Throughout last year as it fell 7.5% and through the early part of this year as emerging markets exchange traded funds crumbled, the iShares MSCI South Africa ETF (NYSEArca: EZA) looked like the antithesis of a safe have.
Citing a strengthening rand, one analyst deemed South Africa, Africa’s largest economy, a safe haven.
“I never thought I’d say this, but South Africa has become the new safe haven in the EMEA region,” Societe Generale Head of Emerging Markets Strategy Benoit Anne told Robert Brand of Bloomberg.
The rand is pivotal to the fortunes of South African equities and EZA. As the rand tumbled last year, it worsened South Africa’s current account deficit, contributing to dual headwinds for EZA while prompting South Africa’s entry into the emerging markets motley crew known as the Fragile Five or BIITS. [Broken BIITS: Investors Dodge These EM ETFs]
However, some BIITS ETFs have among the best-performing emerging markets funds this, namely ETFs offering exposure to India and Indonesia.

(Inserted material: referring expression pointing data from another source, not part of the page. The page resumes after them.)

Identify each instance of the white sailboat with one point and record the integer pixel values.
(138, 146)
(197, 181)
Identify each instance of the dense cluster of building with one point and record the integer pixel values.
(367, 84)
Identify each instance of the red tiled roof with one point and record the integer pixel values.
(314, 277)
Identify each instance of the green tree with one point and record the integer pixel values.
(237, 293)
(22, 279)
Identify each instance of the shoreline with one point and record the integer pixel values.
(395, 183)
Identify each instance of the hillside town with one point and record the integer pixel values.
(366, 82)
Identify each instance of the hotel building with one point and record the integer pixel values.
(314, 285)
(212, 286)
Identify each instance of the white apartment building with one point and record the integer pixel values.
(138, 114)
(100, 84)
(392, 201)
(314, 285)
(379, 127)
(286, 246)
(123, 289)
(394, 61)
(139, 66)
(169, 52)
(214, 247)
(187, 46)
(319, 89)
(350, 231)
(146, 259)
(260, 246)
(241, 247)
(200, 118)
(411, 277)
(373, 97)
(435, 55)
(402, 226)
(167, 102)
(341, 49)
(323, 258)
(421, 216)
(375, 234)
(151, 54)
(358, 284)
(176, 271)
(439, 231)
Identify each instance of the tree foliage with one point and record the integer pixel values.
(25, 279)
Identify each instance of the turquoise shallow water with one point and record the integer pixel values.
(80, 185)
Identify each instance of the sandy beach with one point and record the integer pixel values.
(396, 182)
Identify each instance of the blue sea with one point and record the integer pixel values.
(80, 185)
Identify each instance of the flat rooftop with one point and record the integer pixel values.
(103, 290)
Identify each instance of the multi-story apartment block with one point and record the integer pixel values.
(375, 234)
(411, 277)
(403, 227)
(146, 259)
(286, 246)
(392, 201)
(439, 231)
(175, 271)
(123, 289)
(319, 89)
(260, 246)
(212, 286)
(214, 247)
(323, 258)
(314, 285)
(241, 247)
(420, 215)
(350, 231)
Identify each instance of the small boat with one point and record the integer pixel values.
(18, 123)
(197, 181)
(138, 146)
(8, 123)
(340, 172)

For its part, EZA is up 3.1% in the past month.
There is still work to be done on account deficit if EZA is to deliver further appreciation. UBS believes the rand needs to gain another 10% “to bring the current-account deficit to a sustainable level,” Bloomberg reported. South Africa’s deficit narrowed to a two-year low in the fourth-quarter, but not because of increased exports.